With a multitude of privacy controls and techniques implemented in these new microblogging OSNs, the necessity of tools to evaluate the privacy protection techniques in OSNs has appeared. Therefore, there is a need for a formal framework that quantifies privacy and evaluates the performance and the efficiency of the privacy-preserving techniques implemented in OSNs. The scores obtained from using the framework can provide users with a means to compare different OSNs and to choose the most adequate for them depending on their risk appetite. In this paper, the focus is on OSNs that offer microblogging service. Privacy evaluation can establish credibility and trust in social network services and incite platforms’ providers to address privacy concerns.

The remaining proceeds as follows: section II presents the current state of the art of OSNs and privacy; section III discusses the existing privacy-specific measurement models in OSNs, while section IV presents the gap between the surveyed models, and explains the contributions of this paper; section V presents the methodology of the proposed framework and section VI presents the algorithmic model for calculating privacy score in microblogging OSNs, and an evaluation and assessment of the framework based on real social networks are discussed in section VII, while Section VIII presents a comparison between our framework and related work. Section IX presents the conclusion of the paper, including future work.

A. Online Social Networks

An Online Social Network (OSN) is a translation of physical connections and relationships to the virtual world. In general, it is defined as user-generated content services that facilitate social interactions through the internet. OSN allows (i) to create public or semi-public profiles, (ii) to build social relationships with other users, and (iii) to post their activities and interests and view those made by others [15]. Microblogging network (MOSN) is a popular form of OSNs. It is a weblog where users can send snippets of a small number of characters (between 140 and 310 characters) [16].

An OSN can be modeled as a graph where nodes are users and edges are the relationships between the users. The edges can be either unidirectional (e.g. Twitter social model of following) or bidirectional (e.g. Facebook social model of friendship) [17], [18].

When studying MOSNs, there are two major aspects that characterize them: the targeted stakeholders involved in the usage of the microblogging services and the data collected and used in the system [19], [20].

MOSNs stakeholders are defined as entities that can access user-data directly or indirectly.
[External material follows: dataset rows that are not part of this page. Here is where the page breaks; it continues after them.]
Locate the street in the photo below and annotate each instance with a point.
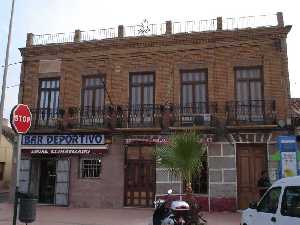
(48, 215)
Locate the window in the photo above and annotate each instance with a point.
(1, 170)
(194, 91)
(49, 94)
(93, 92)
(249, 93)
(291, 202)
(48, 100)
(90, 168)
(200, 180)
(141, 98)
(269, 203)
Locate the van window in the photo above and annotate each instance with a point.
(291, 202)
(269, 203)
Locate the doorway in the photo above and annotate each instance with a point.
(139, 176)
(47, 181)
(251, 161)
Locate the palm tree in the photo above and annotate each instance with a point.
(182, 156)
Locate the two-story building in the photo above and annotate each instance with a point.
(102, 100)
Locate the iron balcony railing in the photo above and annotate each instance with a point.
(128, 116)
(47, 118)
(251, 112)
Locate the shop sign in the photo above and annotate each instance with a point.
(64, 151)
(63, 139)
(287, 146)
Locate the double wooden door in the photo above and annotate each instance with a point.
(251, 161)
(139, 177)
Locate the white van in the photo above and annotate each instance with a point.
(280, 205)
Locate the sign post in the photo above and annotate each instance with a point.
(20, 120)
(288, 151)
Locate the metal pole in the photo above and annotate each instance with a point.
(18, 160)
(6, 67)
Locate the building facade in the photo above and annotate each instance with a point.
(103, 100)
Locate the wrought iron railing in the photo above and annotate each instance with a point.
(53, 38)
(251, 112)
(250, 22)
(47, 118)
(99, 34)
(150, 29)
(128, 116)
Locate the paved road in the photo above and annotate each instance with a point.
(47, 215)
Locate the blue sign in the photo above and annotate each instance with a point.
(287, 146)
(63, 139)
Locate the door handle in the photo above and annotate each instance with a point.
(273, 219)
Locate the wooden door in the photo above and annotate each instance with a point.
(251, 161)
(139, 177)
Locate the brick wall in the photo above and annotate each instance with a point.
(94, 192)
(219, 52)
(222, 176)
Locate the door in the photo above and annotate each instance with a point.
(47, 181)
(139, 177)
(62, 182)
(251, 161)
(24, 175)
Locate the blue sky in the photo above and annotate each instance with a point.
(53, 16)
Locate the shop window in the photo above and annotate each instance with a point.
(1, 170)
(200, 179)
(90, 168)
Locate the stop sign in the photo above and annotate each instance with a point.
(20, 118)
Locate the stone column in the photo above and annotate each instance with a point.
(219, 23)
(169, 27)
(29, 40)
(280, 21)
(121, 31)
(77, 36)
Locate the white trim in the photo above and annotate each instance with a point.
(224, 183)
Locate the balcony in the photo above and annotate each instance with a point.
(251, 112)
(126, 116)
(47, 118)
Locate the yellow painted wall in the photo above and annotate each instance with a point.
(6, 150)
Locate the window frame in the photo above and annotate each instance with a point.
(94, 88)
(49, 90)
(194, 83)
(81, 160)
(142, 85)
(283, 201)
(248, 80)
(264, 197)
(2, 166)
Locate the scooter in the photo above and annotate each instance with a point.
(168, 212)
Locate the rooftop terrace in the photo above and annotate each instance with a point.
(167, 28)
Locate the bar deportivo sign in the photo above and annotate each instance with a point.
(64, 151)
(63, 139)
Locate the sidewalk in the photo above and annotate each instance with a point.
(48, 215)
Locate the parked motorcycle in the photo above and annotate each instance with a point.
(168, 212)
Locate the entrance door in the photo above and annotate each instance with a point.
(47, 181)
(251, 161)
(139, 177)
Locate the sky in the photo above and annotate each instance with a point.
(56, 16)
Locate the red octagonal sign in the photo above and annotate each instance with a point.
(21, 118)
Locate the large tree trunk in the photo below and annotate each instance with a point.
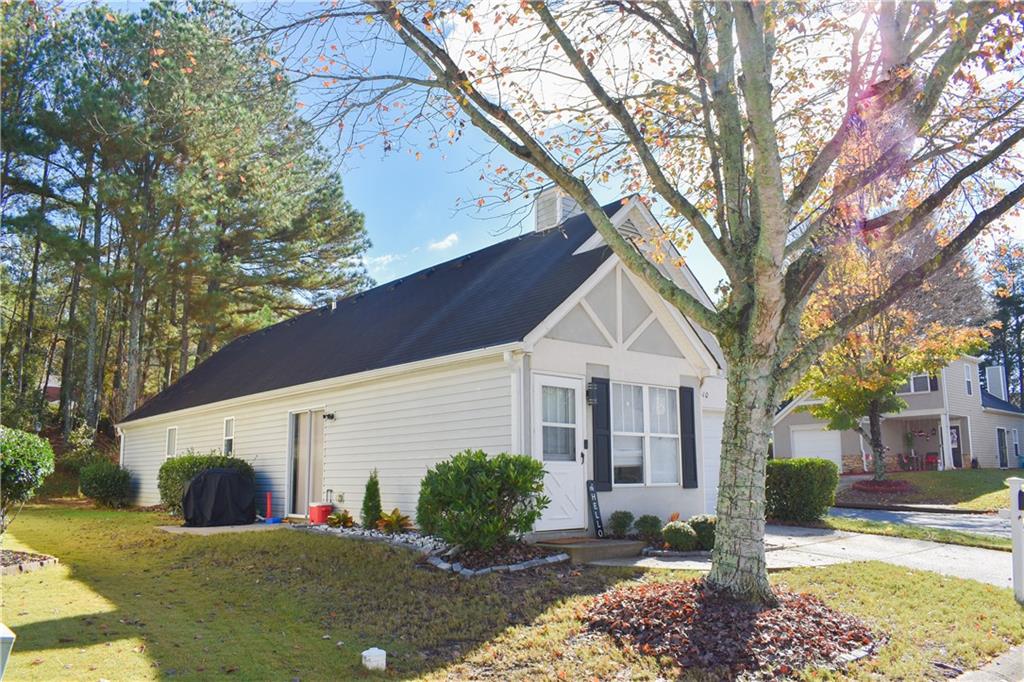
(739, 552)
(875, 430)
(91, 340)
(30, 323)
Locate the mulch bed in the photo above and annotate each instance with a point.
(699, 627)
(505, 555)
(884, 486)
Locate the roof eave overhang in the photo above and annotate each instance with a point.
(333, 382)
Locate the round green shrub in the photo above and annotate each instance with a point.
(648, 527)
(704, 525)
(800, 489)
(176, 472)
(26, 461)
(107, 483)
(680, 536)
(620, 523)
(479, 502)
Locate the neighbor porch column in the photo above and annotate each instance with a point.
(947, 449)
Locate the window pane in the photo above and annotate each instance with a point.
(664, 411)
(559, 443)
(627, 408)
(558, 405)
(664, 460)
(627, 459)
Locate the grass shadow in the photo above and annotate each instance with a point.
(263, 604)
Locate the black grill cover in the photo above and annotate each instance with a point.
(219, 497)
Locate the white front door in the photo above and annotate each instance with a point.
(558, 420)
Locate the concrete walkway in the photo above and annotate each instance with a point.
(791, 547)
(988, 524)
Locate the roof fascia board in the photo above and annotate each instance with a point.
(333, 382)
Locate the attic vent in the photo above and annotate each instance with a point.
(629, 229)
(552, 208)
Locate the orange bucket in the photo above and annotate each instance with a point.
(318, 513)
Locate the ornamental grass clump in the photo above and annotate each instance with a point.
(479, 502)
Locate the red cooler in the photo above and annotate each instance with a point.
(318, 513)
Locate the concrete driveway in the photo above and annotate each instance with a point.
(790, 547)
(988, 524)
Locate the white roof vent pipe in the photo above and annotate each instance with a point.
(995, 380)
(552, 208)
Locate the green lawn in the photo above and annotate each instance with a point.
(975, 489)
(132, 603)
(919, 533)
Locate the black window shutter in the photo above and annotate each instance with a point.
(688, 433)
(602, 435)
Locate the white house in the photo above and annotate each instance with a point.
(543, 344)
(950, 422)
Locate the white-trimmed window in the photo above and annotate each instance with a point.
(229, 435)
(644, 435)
(919, 383)
(171, 443)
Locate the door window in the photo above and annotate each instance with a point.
(558, 423)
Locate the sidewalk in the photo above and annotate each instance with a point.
(790, 547)
(987, 524)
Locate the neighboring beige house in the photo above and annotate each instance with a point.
(544, 344)
(981, 425)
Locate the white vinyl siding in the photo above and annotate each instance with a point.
(171, 442)
(228, 442)
(400, 425)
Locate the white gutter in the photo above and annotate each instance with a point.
(333, 382)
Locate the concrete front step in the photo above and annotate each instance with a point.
(584, 550)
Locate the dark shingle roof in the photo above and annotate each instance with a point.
(995, 402)
(489, 297)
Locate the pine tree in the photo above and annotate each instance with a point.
(372, 502)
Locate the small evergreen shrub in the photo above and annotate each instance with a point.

They can be categorized into users, service operators, third-parties, and the general public.

User: is any entity (an individual or an organization) that subscribes to a MOSN to benefit from the services offered [19]. A user is represented by a profile, her relationships, and her generated contents.
System operator (also known as the service provider): provides the underlying services and infrastructure needed to use the system and interact with each other [19]. They play the role of data protectors, and they can have direct or indirect access to the user data.
Third-parties: are entities that connect to either system operators or users for different objectives other than social networking [19]. They can be developers of applications, providers of add-ons, data analysts, marketers, advertisement agencies, etc.
General public: are unregistered users that can access (if they are allowed) to the services of the OSNs to visualize, monitor, or extract information.

When using microblogging services, users release personal information either willingly or unintentionally. User data are either provided in the user’s profile, generated by the user, shared in groups, collected from patterns, or derived from all other types of data. Kumari, in [19], classifies user data into two:

Traffic data: All data generated from users’ activities, such as IP address, OS specifications, search terms, etc.